Exactly and it was given to him to insult him, regardless of the fact some people in England and Australia are called *****. How any person can support that name for Michael is beyond me, when you realize that the name was never given to him until they added the W word to it. If it was just an endearment he would have been called the J word in Off the Wall or pre-thriller when he was an adult, because I see someone above wrote the J word is given to adults. I find it strange that some can't see the difference in calling Michael that word within the context it was applied, at the time in his career it was applied, and by the type of publication that did the name calling. To me, the context is everything. This name was not given to Michael Jackson because people in England and Australia call Jacksons the J word. When I go to England I don't hear the people on the tv saying J words, I don't see the papers with big headlines about a J person. How come that is the case? Aren't there thousands of people called Jackson in England? If that J word was so ordinary and used for all Jackson people, I would see the J word splashed all over the papers and spoken often on the tv. I have been going regularly to England since early 70s & went to college there for a term and never heard anyone calling the Jackson people the J word, but yet this is a typical word for Jackson people? I have seen the same people defend this name on this forum over the years and I still don't buy their explanations, in Micheal's case.

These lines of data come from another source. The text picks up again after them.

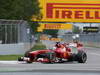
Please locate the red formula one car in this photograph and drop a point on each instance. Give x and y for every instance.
(61, 53)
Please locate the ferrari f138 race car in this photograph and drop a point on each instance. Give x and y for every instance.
(60, 53)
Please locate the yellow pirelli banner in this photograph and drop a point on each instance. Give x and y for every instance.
(54, 26)
(70, 10)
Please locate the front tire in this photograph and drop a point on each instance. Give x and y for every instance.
(81, 57)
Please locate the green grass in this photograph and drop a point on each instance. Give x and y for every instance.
(9, 57)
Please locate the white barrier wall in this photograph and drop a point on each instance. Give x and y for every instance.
(20, 48)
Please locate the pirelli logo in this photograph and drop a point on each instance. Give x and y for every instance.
(73, 11)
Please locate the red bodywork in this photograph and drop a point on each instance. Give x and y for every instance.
(59, 53)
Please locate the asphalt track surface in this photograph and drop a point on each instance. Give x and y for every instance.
(92, 65)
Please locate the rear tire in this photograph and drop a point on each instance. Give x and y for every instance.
(81, 57)
(51, 57)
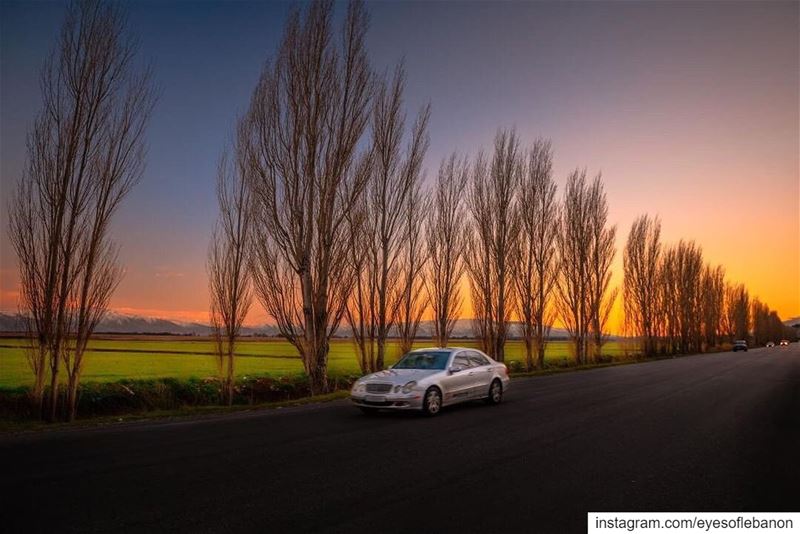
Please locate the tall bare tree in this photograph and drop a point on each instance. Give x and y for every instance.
(534, 264)
(641, 261)
(681, 275)
(737, 311)
(491, 200)
(574, 250)
(378, 239)
(412, 300)
(447, 240)
(712, 289)
(229, 280)
(601, 255)
(85, 152)
(306, 121)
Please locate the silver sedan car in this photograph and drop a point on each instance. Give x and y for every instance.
(429, 379)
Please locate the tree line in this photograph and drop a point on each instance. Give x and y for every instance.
(676, 303)
(326, 220)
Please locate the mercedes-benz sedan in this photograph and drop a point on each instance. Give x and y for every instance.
(429, 379)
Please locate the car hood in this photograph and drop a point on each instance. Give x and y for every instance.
(400, 376)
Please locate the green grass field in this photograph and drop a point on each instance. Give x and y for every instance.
(109, 360)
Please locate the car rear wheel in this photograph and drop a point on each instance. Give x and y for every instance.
(495, 392)
(432, 403)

I just guess I will have to accept that some people will never understand what made the Michael Jackson name calling DIFFERENT and leave it at that.
DON'T ACCEPT IT. IT'S WRONG AND YES, IT'S RACIST-Michael and I are the same age and back when we were little kids there was a cartoon in the 60's about J****, this little mischievious monkey and I didn't know it was racist. But I bet Michael did-because his parents educated him.

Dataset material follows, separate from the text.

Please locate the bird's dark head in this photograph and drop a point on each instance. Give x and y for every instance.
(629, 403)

Later on, when I started school (at an all white school)I saw prejudice myself for the first time when kids were making horrible jokes about black people and monkeys, etc. Even though by then we had the civil rights act, people were still fighting for equality. Rioting for civil rights was pervasive in the big cities. They finally had to force integration here in Houston with busing.

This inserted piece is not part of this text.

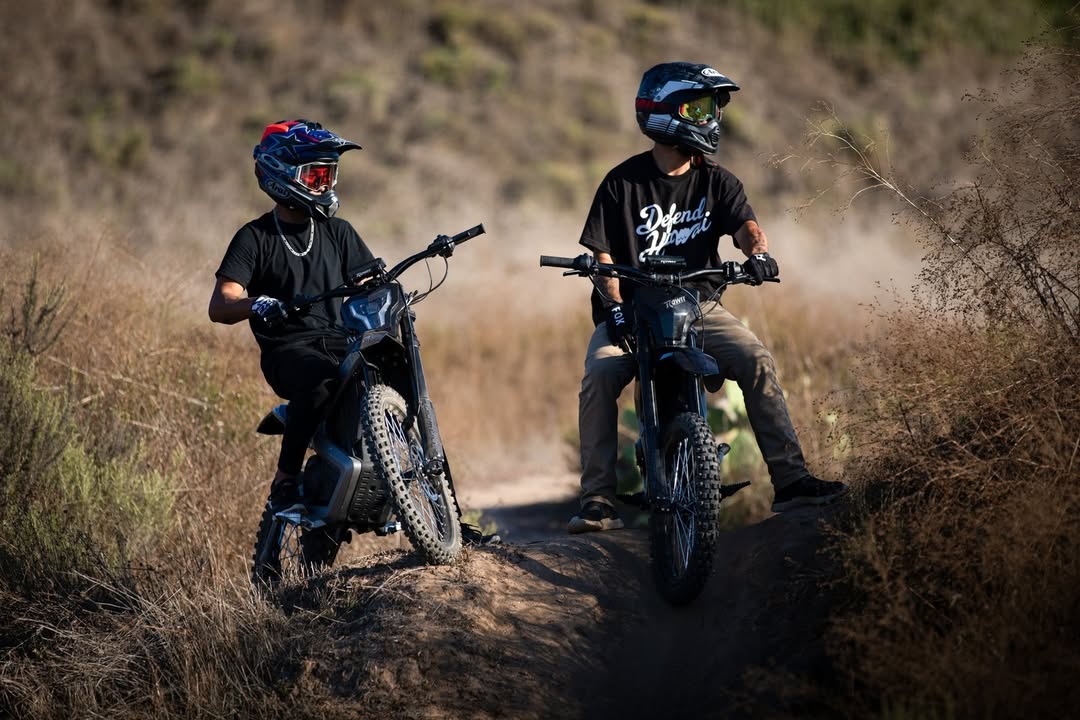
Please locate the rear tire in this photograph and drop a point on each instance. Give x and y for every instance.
(684, 539)
(424, 502)
(284, 551)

It was in elementary school when I got into biographies and history I learned about that English fighting monkey named Jacco. It's when I realized that not only was that cartoon racist, but so were many things that I used to watch like old movies with Al Jolson and even Mickey Rooney and Judy Garland wearing blackface was racist. Disney's "Song of the South" was considered racist by then, although I loved it when I was little.
When Michael became a huge power player and bought the Beatles catalog (and became a threat)it seemed to me that we went immediately from "We are the World" to hydrobaric chambers, Bubbles and Elephant Man bones. Michael was "turning white" and getting plastic surgery to look like Diana Ross.
At first, I just laughed it off because who would believe trash like that. But then I realized that people were actually believing it-and talking about it as if it was fact. Needless to say, when I first heard the term "W J" in 1987 I knew immediately what they meant. Especially coming from an English tabloid. They just lifted that term from that english monkey and all the implications that came along with it. And I was enraged.
Still am. I can barely write this. After Michael died, I had the TV on non-stop watching anything and everything that might have something about it. And one day they had a couple of young men standing in front of the '02, sobbing about how much they loved Michael and they had tickets to TII. And they called him J***o. My mouth dropped open because it was the first time that I realized that these kids were actually using this name as a "nickname". I was horrified-had their parents not educated them????
I don't care what anyone tries to tell you about this-it is not a common nickname in England, Australia or Canada. I believe Pippa Middleton (Prince William's sister-in-law) has been dating a guy named Jackson for about two years now and I have yet to hear anybody call him by that nickname. When I hear it or read it, then I might shut up about it. I doubt it, though.
People need to understand the meaning and the hatefulness that comes along with it. To me, it's as bad as the "n" word, which makes me throw up when I hear it.